The European Commission on Thursday asked Hungary to abolish a tax on telecommunications companies.
"The Commission considers this tax is illegal under EU telecoms rules because revenue from the taxes is used for the Government's central budget and not for meeting the specific costs of regulating the telecoms sector," the body said.
The Commission also noted that Hungary had failed to consult with telecoms in an appropriate manner on the tax, as required.
The tax -- between 0% and 6.5% of gross revenue, excluding VAT -- was introduced in 2010 as one of three "crisis taxes" also levied on the retail and energy sectors.
The government targets revenue of HUF 161bn from the crisis taxes this year, including about HUF 61bn from the telecoms sector.
The Commission's request to Hungary to abolish the tax takes the form of a "reasoned opinion" under EU infringement procedures. Hungary now has two months to inform the Commission of measures taken to comply with EU telecoms rules. If it fails to do so, the Commission may refer Hungary to the EU's Court of Justice.
The Commission opened an infringement proceeding against Hungary concerning the tax in March 2011.
Charges by member states on telecoms may only cover certain administrative and regulatory costs. At the same time, they should be objective, transparent and proportionate and should be adjusted if appropriate.
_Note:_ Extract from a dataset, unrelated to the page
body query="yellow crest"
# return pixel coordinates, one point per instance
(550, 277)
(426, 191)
Interested parties must also be consulted in an appropriate manner of any amendments to the charges.
Answering a question at a press conference in Brussels on Thursday, Commission spokesman Jonathan Todd said revenue from the tax went directly into the government budget, which "according to the Commission's stand is not in line with the related union regulations". "Fees paid by telecommunications service providers may only be used to cover certain administrative and regulatory costs," he said.
In March 2011, the Commission referred Spain and France to the EU's Court of Justice for levying charges on telecoms in breach of EU telecoms rules.
Prime minister's spokesman Péter Szijjártó said after the Commission's announcement on Thursday that the government saw no reason for any change with regard to the telecoms tax.
"The sharing of the burden and a proportional participation in this [sharing] is a European value. The profit-based tax on telecommunications companies, among others, was levied with the aim of giving these companies the chance to share proportionately in the public burden. For this reason, the government of national affairs believes there is no reason for change, and it is ready to take up the case before the European Court too," he said in a statement sent to MTI.
Telecoms asked by MTI declined to comment on the Commission's announcement.